Os dias seguintes foram igualmente recheados de acontecimentos inéditos: o primeiro banho, a primeira fralda, a primeira mamada, a primeira roupinha... Na verdade, tinha uns seis meses que o pai de Natan não passava muito tempo sem uma boa notícia incomum. Sentado no sofá, as mãos da esposa nas suas, “Fui ao médico hoje. Sim, tudo bem. Não sei como lhe dizer.” Ela chorava de leve. “E você me preocupando à toa? Um filho! Não, será menina? O que você tem que comer? Vamos fazer uma lista! Ligo pro seu Nogueira hoje e aumento minha carga horária!” Ela sorriu e não foi de leve. E então cada ultrassom trazia um órgão a mais, uma roupa ganhada da tia, uma orelha nítida, um berço, 2 quilos a mais, um batimento cardíaco...

Agora dois olhinhos pretos entre os lençóis brancos: era vivo. Acenou e o bebê inerte. O pai não era inseguro, mas, como todos os amantes, pensou que talvez seu filho não gostasse de si. “Aos 14, vá, 15 anos... espero que ele diga que não gosta mesmo, mas e se não me amar nem um pouco nem por um tempo?” A mãe ria “Deixe Natan em paz que não é sua imagem que vai resolvê-lo.” Resolvê-lo. Aquele bebê era um mistério.

Porque quando falasse seria tarde demais e enquanto não falasse, seu pai só podia retirar tudo o que queria daqueles dois olhinhos pretos (depois aprendeu: a temperatura da água, o choro, o suor, as mãos fechando, o sorriso desdentado, tudo falavam naquele natanzinho).

O garotinho ainda reagia pouco. Impaciente, o pai estalava os dedos, respirava forte e andava de um lado pro outro. Será médico ou professor? Ou nenhum dos dois: “Não vamos limitar Natanzinho, amor, deixe-o ser”. Só queria saber! Voltou a ser uma criança curiosa, olhando por cima do berço e esperando, como se anos fossem passar em segundos. Natan era um garoto forte, de cabelos pretos, com um sorriso que fazia as moças se apaixonarem. E esse pequeno porquinho no berço, quando será Natan? Ele não era um garoto forte: era um bebê vermelho, era uma criança feliz, era um jovem saudável, era um adulto estável – e, ah!, as expectativas paternas, deixe-as! Era um bebê chorão, uma criança tímida, um jovem ruim de matemática, um adulto apaixonado. Sei lá, o amava muito. Era um mistério.

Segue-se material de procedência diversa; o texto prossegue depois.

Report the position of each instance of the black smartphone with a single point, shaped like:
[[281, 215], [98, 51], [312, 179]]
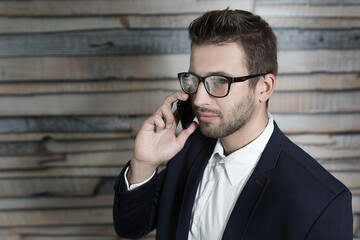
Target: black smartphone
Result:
[[186, 113]]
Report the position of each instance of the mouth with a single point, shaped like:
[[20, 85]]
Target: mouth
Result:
[[206, 115]]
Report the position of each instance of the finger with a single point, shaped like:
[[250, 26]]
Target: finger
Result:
[[176, 116], [158, 122], [185, 133], [168, 117]]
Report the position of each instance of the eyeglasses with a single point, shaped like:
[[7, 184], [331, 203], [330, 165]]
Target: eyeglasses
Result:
[[216, 85]]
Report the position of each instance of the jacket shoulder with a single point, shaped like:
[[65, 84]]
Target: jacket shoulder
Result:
[[306, 166]]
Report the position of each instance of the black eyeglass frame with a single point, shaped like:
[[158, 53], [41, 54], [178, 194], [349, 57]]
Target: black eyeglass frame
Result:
[[229, 79]]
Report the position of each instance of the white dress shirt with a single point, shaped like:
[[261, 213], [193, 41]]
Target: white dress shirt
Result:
[[223, 180]]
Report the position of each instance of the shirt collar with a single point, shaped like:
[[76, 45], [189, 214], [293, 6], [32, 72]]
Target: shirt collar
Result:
[[240, 163]]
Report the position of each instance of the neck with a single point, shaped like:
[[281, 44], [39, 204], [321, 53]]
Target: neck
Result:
[[246, 134]]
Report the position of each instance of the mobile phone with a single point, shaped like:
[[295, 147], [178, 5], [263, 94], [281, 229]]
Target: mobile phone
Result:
[[186, 113]]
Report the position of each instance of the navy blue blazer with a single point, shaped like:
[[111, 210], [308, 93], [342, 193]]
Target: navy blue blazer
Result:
[[288, 196]]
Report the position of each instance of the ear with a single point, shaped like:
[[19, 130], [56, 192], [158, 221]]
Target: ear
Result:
[[266, 87]]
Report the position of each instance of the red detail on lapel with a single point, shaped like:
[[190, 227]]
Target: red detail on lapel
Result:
[[259, 183]]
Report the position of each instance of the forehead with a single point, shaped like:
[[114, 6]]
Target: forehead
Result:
[[228, 58]]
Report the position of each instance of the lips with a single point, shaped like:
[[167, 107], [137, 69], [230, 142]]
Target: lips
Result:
[[206, 117]]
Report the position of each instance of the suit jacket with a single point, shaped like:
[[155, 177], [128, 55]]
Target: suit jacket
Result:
[[288, 196]]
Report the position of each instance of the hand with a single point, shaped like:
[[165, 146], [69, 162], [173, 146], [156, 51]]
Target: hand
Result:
[[156, 142]]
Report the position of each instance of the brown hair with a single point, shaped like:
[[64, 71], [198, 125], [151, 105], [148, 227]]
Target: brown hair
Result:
[[250, 31]]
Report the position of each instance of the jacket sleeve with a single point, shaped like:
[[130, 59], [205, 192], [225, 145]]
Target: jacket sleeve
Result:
[[335, 221], [134, 212]]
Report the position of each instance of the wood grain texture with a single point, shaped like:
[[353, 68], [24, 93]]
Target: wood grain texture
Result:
[[319, 81], [288, 10], [48, 186], [158, 41], [113, 7], [63, 217], [77, 82], [289, 123], [160, 66], [146, 102], [64, 24]]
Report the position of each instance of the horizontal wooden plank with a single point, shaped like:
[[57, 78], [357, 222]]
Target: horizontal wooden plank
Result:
[[320, 81], [86, 171], [343, 141], [155, 41], [159, 66], [69, 124], [318, 123], [112, 7], [62, 172], [308, 2], [85, 237], [328, 152], [10, 237], [74, 230], [27, 162], [63, 217], [71, 68], [26, 88], [314, 102], [50, 147], [105, 42], [317, 81], [50, 186], [36, 137], [36, 203], [313, 22], [146, 102], [88, 146], [287, 10], [341, 165], [113, 158], [313, 61], [289, 123], [61, 24]]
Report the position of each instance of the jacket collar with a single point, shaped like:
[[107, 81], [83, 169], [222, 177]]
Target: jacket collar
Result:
[[255, 188], [250, 196]]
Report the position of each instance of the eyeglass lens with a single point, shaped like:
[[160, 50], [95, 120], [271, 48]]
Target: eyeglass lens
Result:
[[215, 85]]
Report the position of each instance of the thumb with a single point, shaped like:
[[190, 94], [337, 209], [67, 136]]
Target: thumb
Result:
[[185, 133]]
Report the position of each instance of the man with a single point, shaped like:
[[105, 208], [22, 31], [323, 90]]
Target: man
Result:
[[235, 175]]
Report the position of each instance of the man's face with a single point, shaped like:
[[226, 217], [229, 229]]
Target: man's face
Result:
[[220, 117]]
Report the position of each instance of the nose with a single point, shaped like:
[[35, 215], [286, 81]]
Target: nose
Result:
[[201, 97]]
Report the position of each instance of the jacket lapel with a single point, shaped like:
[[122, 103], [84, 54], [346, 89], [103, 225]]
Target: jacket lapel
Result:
[[195, 174], [254, 189]]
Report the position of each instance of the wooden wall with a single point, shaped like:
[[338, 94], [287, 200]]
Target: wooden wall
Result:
[[78, 77]]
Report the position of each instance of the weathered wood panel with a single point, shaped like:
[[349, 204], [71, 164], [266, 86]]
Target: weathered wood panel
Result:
[[146, 102], [167, 41], [287, 10], [63, 217], [49, 186], [62, 24], [160, 66], [289, 123], [61, 51], [56, 202], [284, 83], [112, 7], [113, 158]]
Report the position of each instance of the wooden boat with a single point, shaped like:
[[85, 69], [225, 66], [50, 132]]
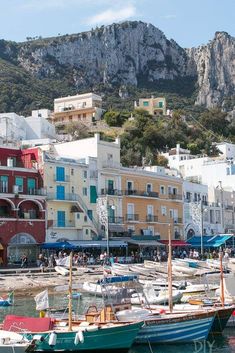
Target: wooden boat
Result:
[[176, 328], [12, 342], [62, 270]]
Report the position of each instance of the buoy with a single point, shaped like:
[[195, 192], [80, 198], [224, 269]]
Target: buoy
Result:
[[81, 336], [76, 339], [52, 339]]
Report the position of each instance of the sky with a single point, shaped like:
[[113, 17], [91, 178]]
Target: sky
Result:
[[189, 22]]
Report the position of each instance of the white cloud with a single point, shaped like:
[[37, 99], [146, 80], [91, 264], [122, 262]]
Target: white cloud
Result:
[[169, 17], [112, 15]]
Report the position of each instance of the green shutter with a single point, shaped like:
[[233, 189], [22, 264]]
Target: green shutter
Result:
[[93, 194]]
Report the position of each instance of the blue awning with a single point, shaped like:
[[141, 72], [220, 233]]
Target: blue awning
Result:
[[212, 241], [58, 245], [98, 243]]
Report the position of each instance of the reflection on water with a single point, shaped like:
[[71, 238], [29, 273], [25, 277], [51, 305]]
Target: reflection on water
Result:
[[221, 344]]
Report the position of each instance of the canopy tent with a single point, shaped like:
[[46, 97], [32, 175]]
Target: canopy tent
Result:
[[209, 241], [58, 245], [175, 243], [145, 243], [98, 243]]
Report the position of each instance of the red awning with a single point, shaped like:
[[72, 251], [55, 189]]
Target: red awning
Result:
[[175, 243]]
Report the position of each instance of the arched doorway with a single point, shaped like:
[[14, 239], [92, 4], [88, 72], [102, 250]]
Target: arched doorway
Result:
[[22, 244]]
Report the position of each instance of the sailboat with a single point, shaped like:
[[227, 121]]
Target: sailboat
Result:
[[51, 335]]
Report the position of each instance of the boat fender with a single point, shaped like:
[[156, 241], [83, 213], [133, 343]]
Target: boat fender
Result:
[[162, 311], [76, 339], [38, 338], [52, 339], [81, 336]]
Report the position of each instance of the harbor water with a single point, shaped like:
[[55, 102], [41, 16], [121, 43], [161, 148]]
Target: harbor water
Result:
[[221, 344]]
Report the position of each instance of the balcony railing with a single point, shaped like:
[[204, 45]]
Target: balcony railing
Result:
[[61, 224], [30, 191], [177, 220], [175, 196], [111, 192], [62, 180], [132, 217], [61, 197], [141, 193], [151, 218], [116, 220]]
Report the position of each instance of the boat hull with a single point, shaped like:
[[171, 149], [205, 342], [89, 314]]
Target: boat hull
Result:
[[117, 338], [177, 330]]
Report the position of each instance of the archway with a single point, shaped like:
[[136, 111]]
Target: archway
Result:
[[22, 244]]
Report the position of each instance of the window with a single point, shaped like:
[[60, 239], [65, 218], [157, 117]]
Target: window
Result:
[[3, 183], [60, 175], [61, 218], [19, 181], [163, 210], [31, 186]]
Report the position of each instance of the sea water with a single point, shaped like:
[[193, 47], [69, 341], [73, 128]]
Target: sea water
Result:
[[221, 344]]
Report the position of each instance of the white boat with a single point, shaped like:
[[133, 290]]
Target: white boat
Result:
[[11, 342], [156, 266], [151, 297], [178, 268], [92, 288], [62, 270]]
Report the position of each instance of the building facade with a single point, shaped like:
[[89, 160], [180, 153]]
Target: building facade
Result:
[[22, 205]]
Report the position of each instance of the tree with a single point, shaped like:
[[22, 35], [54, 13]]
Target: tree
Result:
[[77, 130]]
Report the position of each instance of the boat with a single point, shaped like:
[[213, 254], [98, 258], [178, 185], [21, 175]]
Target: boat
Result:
[[176, 328], [62, 270], [11, 342]]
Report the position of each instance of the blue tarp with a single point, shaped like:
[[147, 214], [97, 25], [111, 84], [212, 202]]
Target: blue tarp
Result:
[[211, 241], [58, 245]]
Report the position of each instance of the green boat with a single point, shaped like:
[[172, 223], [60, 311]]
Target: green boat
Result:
[[93, 338]]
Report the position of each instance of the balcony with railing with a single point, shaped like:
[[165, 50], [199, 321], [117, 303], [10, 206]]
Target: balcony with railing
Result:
[[178, 220], [130, 217], [113, 192], [62, 197], [116, 220], [65, 179], [61, 224], [175, 196], [141, 193], [151, 218]]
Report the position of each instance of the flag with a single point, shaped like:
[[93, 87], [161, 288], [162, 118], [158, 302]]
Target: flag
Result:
[[42, 300]]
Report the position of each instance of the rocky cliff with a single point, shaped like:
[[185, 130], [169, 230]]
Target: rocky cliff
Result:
[[130, 53]]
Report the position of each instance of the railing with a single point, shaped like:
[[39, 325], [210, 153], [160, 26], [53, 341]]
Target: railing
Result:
[[177, 220], [66, 197], [141, 193], [151, 218], [31, 191], [116, 220], [229, 207], [65, 179], [111, 192], [175, 196], [61, 224], [132, 217]]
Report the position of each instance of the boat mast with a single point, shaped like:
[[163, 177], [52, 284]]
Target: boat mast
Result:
[[221, 278], [170, 270], [70, 290]]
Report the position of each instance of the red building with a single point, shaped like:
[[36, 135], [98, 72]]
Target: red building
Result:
[[22, 205]]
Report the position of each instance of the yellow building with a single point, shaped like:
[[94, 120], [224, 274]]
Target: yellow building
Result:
[[154, 106], [70, 207], [85, 108]]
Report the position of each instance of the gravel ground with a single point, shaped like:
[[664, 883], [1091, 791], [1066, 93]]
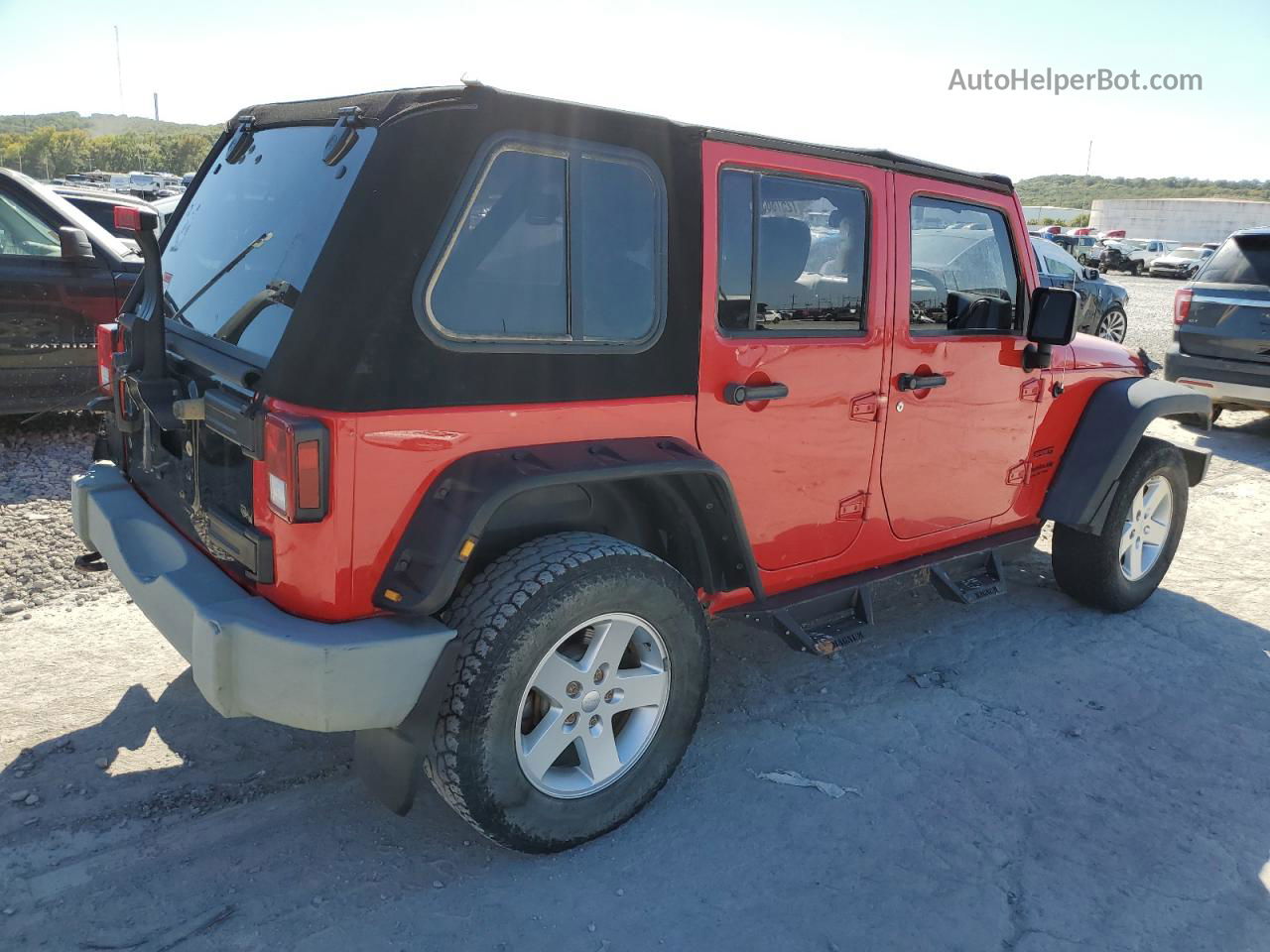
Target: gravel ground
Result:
[[37, 542], [1025, 774]]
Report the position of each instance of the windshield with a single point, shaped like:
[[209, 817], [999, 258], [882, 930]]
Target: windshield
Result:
[[282, 189]]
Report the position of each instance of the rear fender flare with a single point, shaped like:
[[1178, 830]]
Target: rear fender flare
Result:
[[666, 490], [1107, 433]]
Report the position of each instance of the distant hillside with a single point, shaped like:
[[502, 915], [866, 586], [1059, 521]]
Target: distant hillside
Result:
[[99, 125], [1080, 190]]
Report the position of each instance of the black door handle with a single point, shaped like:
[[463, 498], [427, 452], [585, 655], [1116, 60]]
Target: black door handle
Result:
[[740, 394], [911, 381]]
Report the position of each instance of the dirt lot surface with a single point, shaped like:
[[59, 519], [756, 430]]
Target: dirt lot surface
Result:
[[1024, 774]]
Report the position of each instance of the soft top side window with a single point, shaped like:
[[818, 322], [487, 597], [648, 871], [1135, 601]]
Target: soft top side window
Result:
[[793, 254], [964, 277], [556, 243]]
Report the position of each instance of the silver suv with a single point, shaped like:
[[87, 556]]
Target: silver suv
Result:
[[1222, 341]]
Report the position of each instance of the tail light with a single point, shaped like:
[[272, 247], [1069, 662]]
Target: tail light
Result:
[[107, 335], [296, 457], [1182, 304]]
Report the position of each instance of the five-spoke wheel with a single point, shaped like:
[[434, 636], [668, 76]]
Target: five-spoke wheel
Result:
[[592, 706]]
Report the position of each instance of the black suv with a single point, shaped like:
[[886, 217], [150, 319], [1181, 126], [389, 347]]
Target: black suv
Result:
[[1222, 343], [62, 275]]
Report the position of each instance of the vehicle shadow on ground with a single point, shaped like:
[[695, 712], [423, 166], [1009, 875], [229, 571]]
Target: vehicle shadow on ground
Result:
[[151, 756], [1242, 436], [1025, 774]]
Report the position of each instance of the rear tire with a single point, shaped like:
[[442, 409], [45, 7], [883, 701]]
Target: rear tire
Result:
[[1102, 571], [548, 604]]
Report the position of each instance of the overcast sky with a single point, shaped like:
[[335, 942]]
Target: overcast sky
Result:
[[857, 73]]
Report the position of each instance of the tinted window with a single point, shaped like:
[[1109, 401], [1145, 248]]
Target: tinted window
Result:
[[280, 202], [962, 277], [506, 271], [1243, 259], [792, 254], [559, 243], [616, 222], [24, 234]]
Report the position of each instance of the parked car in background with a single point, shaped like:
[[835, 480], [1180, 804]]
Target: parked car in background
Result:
[[62, 275], [99, 206], [1086, 250], [1180, 263], [1222, 339], [1134, 255], [1101, 309]]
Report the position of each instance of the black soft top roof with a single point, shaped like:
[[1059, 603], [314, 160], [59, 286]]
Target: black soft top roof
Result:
[[388, 105]]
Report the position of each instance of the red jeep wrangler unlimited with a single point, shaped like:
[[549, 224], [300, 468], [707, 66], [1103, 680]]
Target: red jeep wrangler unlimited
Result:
[[448, 416]]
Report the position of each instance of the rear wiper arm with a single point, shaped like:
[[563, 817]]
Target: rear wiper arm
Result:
[[222, 272], [276, 293]]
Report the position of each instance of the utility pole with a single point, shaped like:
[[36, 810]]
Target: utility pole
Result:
[[118, 67]]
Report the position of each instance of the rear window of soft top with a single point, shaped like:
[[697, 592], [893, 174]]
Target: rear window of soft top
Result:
[[280, 197]]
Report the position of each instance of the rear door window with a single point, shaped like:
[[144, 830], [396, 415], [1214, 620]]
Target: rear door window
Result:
[[1242, 259], [561, 243]]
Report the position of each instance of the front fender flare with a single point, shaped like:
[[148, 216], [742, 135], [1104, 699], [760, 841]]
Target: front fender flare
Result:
[[1109, 430]]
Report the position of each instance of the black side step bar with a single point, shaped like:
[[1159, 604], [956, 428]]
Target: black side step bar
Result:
[[832, 615]]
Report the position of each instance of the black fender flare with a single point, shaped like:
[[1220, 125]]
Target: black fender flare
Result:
[[1109, 431], [452, 517]]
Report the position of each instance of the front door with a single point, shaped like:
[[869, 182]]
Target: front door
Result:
[[961, 408], [792, 347]]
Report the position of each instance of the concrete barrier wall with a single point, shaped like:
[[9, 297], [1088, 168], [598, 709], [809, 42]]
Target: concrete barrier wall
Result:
[[1191, 220]]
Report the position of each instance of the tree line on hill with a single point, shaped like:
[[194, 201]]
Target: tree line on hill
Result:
[[1080, 190], [51, 153]]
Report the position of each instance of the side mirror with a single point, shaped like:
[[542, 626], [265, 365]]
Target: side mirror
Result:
[[1053, 322], [135, 220], [75, 244]]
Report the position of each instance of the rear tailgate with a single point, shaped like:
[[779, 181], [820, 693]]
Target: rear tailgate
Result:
[[1229, 309]]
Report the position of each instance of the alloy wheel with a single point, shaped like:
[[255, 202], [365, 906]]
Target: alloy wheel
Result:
[[1146, 530], [1112, 326], [592, 706]]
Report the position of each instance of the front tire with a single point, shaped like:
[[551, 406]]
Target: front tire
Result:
[[1119, 567], [579, 683]]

Queria saber de onde viera o pequeno – e não acreditava em reencarnação, mas todas as pessoas da vida têm um lugar de origem, Natan devia ter também. Não o útero. Queria saber o que pensava Natan, o que pensaria, o que faria e quantas partes disso já estavam ali naquele animalzinho humano. Então, esse homem, cujos dedos agora eram gigantes explorados por mãozinhas delicadas, entendeu que podia ter chegado logo no começo e vira, como nunca (nem seu irmão mais novo nem mesmo suas ideias), a faísca. Estava livre da vaidade de ser dono da chama, do incêndio, dos estragos, do calor, mas a faisquinha, aquela amável faisquinha era toda dele e sentiu-se, enfim, pai de seu filho Natan.